Fear vs. Convenience — The Customer Data Conundrum
I was in a presentation today where the presenter spoke enthusiastically and at length about how customer data is king — how companies that gather customer data (both explicit data provided by the customer, behavioral data collected about the customer, and external data acquired from third party sources) and put it together effectively can serve the customer (and prospective customers) in a more personalized fashion. Putting that data to use benefits the customer, which, in turn, benefits the company.
That’s entirely true. And, it’s a common theme in marketing these days: “one-to-one marketing” is the catchphrase that marketers use. It’s what being “customer centric” is all about. Waiting for Your Cat to Bark is based on this concept, as are countless other books, blog posts, conference sessions, classes, podcasts, and so on. My local paper ran a piece last weekend about some of the ins and outs of how Kroger uses data from its loyalty card program to provide customers with coupons that are most likely to be of interest to them (the article is actually about the company that Kroger contracts this work out to — dunnhumbyUSA). I’ve long suspected, and the article confirmed, that many grocery chains put these loyalty card programs into place and then find that it’s a lot harder to actually use the data they collect in a meaningful way than to set up the processes to collect the data…but that’s another post entirely.
What all of these specific examples miss — or at least drastically underestimate — is the fear component. And that was touched on briefly in the January 8, 2009 Slate Political Gabfest podcast. John Dickerson, the host of the gabfest, launched into a riff about electronic medical records. The initial point of the discussion was how the Obama administration is expected to be much more tech-savvy and tech-interested than the Bush administration, and how modernizing the medical record system was one possible initiative that might get funded by the economic stimulus package. This led to a discussion among all three of the gabfesters about how this seemed like a no-brainer and would lead to all sorts of improvements. But, Dickerson then explained how there is a lot of fear associated with the initiative — how members of Congress who are proponents of this sort of legislation are coached to talk about “medical modernization” rather than “electronic medical records.” We’ve all seen articles about the privacy concerns around electronic records of this sort — the prospective employer who finds out you have been treated by a psychiatrist, the health insurance company that finds out you have a genetic marker that increases your risk of contracting cancer (and thus increases your premium), etc.
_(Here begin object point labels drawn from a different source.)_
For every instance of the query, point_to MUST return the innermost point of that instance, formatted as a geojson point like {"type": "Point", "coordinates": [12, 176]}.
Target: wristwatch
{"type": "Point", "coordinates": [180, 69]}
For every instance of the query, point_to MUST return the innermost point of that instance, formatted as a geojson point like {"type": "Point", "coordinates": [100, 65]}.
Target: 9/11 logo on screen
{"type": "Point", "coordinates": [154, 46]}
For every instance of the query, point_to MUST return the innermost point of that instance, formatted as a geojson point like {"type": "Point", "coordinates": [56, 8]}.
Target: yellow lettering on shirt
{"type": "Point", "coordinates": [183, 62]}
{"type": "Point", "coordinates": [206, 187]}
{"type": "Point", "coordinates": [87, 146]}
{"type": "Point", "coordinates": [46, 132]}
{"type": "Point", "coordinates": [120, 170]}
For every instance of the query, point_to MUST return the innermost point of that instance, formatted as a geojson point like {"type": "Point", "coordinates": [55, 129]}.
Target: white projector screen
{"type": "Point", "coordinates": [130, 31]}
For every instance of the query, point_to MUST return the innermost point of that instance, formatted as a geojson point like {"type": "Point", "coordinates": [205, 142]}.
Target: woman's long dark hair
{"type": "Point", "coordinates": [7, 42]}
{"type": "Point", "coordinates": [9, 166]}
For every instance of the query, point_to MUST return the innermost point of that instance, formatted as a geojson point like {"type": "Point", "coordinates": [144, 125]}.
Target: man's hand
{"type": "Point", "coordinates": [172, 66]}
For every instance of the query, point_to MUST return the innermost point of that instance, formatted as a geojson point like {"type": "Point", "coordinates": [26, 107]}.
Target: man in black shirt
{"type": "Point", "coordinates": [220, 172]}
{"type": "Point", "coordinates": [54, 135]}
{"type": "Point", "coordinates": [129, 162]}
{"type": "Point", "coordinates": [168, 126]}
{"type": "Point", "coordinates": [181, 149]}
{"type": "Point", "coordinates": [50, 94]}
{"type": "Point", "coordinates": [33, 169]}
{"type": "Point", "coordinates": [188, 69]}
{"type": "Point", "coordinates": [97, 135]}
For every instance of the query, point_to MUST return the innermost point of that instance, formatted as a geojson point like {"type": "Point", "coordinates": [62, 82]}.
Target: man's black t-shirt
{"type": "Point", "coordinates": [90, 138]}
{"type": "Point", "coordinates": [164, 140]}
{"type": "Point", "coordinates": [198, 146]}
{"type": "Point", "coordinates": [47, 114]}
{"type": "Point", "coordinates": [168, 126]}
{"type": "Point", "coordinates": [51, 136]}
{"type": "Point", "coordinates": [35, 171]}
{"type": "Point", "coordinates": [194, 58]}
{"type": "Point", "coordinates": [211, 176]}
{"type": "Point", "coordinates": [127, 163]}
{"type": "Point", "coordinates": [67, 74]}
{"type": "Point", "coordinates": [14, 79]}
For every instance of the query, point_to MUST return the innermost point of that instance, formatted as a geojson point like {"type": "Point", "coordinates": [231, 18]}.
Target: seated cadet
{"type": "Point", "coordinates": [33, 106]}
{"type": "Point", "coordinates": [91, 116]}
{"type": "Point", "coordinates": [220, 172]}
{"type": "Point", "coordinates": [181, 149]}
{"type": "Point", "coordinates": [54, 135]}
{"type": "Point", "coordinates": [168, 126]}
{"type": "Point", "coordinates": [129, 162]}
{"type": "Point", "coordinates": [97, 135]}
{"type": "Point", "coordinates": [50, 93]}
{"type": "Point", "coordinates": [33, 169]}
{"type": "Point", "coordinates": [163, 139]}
And THAT is the crux of the biscuit.
For every benefit of having a centralized, comprehensive record of who you are and what your likes and dislikes are, there is a risk that that data will fall into the wrong hands and be put to nefarious uses:
- By storing your credit card information on an online retail site, you’re risking that someone could hack into their system and steal it
- By giving your social security number when registering for college, you’re risking that a hacker could get in and steal your identity
- By letting a web site store your login information in a cookie, you’re risking that you lose your laptop and someone goes back to the site and completes transactions as you
The more comprehensive the information that gets stored about you in a single location, the greater the potential for convenience and benefits to you…but the greater the damage if that information gets misused (think Orwell’s 1984 for the bleakest, most extreme example).
Which means it all comes down to the balance of fear versus trust, and how long it will be before the societal balance tips from the former to the latter.
Think about the airplane. In the earliest days of manned flight, anyone who flew had to either overcome a high level of fear or be possessed with a high degree of recklessness. Flying was risky and dangerous. The technology improved rapidly and dramatically, and air travel became increasingly safer. “Fear of flying” has gone from being commonplace in my grandparents’ generation to being rare in mine.
Comprehensive, centralized (or at least cross-referenceable), electronic data about you and me can be viewed in a similar light. Which leads me to a plea for corporate responsibility and stewardship of the customer’s trust on two fronts:
- Protecting the privacy of your customer data is paramount. Every “lost data” story that hits the mainstream media is a backwards step towards what really is the common good
- When using the customer data you do have, be triply sure to provide twice as much benefit to your customer as you garner for your company
It’s not going to be an immediate shift. It will take years and will rely on the overwhelming majority of companies and the government to be hyper-vigilant on both of these fronts before trust and value trump fear.